Gemini 2.0 Flash AI model now available on web and mobile apps
Google introduced the successor to the Gemini 1.5 family of AI models on Wednesday, called Gemini 2.0. The new AI models come with enhanced capabilities, including native support for image and audio generation, the company points out. Currently, the Gemini 2.0 model is available in beta for select developers and testers, while the Gemini 2.0 Flash AI model has been added to the chatbot’s web and mobile apps for all users. Google said the larger model will also be pushed to its products soon.
Google Gemini 2.0 AI models
Nine months after the release of the Gemini 1.5 series of AI models, Google has now introduced the enhanced version of the Large Language Model (LLM). In one blog postthe company announced that it was releasing the first model in the Gemini 2.0 family: an experimental version of Gemini 2.0 Flash. The Flash model generally contains fewer parameters and is not suitable for complex tasks. However, it compensates for this with low latency and higher efficiency than larger models.
The Mountain View-based tech giant highlighted that the Gemini 2.0 Flash now supports multimodal output, such as generating images with text and steerable text-to-speech (TTS) multilingual audio. In addition, the AI model is also equipped with agentic functions. 2.0 Flash calls native tools like Google Search, code execution tools, and third-party functions as soon as a user defines them through the API.
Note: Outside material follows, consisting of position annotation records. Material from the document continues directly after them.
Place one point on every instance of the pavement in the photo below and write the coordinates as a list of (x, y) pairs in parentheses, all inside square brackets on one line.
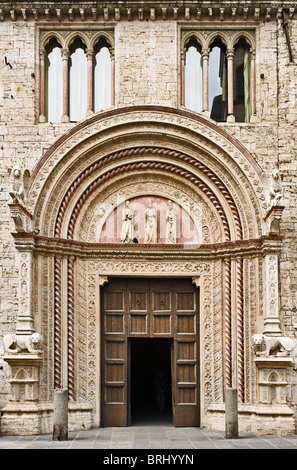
[(150, 440)]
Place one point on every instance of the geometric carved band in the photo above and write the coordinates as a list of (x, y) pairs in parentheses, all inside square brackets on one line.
[(149, 165)]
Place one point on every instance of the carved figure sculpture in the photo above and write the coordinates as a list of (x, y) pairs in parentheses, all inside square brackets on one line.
[(127, 234), (276, 189), (265, 345), (150, 215), (19, 343), (170, 224), (19, 185)]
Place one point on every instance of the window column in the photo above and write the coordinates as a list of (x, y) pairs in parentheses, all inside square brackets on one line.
[(230, 57), (205, 58), (65, 60), (90, 57), (253, 78)]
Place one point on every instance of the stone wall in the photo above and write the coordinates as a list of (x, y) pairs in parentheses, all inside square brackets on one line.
[(147, 71)]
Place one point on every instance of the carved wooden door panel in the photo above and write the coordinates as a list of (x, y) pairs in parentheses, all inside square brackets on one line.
[(150, 308), (114, 372), (186, 399)]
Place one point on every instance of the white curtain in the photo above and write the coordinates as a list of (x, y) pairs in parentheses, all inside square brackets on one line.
[(102, 80), (247, 84), (193, 80), (54, 89), (78, 85)]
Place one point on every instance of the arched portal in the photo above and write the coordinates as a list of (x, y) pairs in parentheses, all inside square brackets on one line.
[(77, 195)]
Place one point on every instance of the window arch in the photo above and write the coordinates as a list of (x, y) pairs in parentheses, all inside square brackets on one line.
[(53, 81), (77, 80), (193, 76), (102, 75), (218, 81)]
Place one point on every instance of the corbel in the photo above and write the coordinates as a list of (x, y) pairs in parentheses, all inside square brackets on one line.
[(233, 13), (24, 13), (82, 14)]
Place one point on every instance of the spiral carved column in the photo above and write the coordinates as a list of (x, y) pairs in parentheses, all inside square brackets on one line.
[(57, 326), (228, 321), (240, 332), (70, 327)]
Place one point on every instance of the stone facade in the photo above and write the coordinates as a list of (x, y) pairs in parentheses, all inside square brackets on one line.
[(148, 144)]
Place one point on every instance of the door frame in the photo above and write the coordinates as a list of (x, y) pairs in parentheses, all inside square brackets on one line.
[(196, 280)]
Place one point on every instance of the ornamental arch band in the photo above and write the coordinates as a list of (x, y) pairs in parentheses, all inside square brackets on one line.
[(229, 259)]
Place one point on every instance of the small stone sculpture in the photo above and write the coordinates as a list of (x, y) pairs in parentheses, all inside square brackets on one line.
[(170, 224), (150, 224), (276, 189), (21, 343), (19, 185), (127, 234), (265, 345)]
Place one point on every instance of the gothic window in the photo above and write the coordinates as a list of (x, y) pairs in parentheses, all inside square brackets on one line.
[(53, 82), (76, 75), (77, 81), (193, 76), (218, 75), (102, 76), (217, 81)]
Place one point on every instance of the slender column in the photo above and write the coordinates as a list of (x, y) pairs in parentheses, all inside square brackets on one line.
[(70, 327), (112, 77), (90, 81), (41, 88), (65, 60), (230, 56), (253, 84), (228, 323), (271, 319), (182, 78), (24, 324), (205, 58)]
In terms of performance, Google shared Gemini 2.0 Flash’s benchmark scores based on internal testing. On the Massive Multitask Language Understanding (MMLU), Natural2Code, MATH, and Graduate-Level Google-Proof Q&A (GPQA) benchmarks, it even outperforms the Gemini 1.5 Pro model.
Gemini users can select the experimental model via the model selector option at the top left of the web and at the top of the mobile app interface. In addition, the AI model is also available via the Gemini application programming interface (API) in Google AI Studio and Vertex AI. The model will be available to developers with multimodal input and text output. Image and text-to-speech capabilities are currently only available to Google’s early access partners.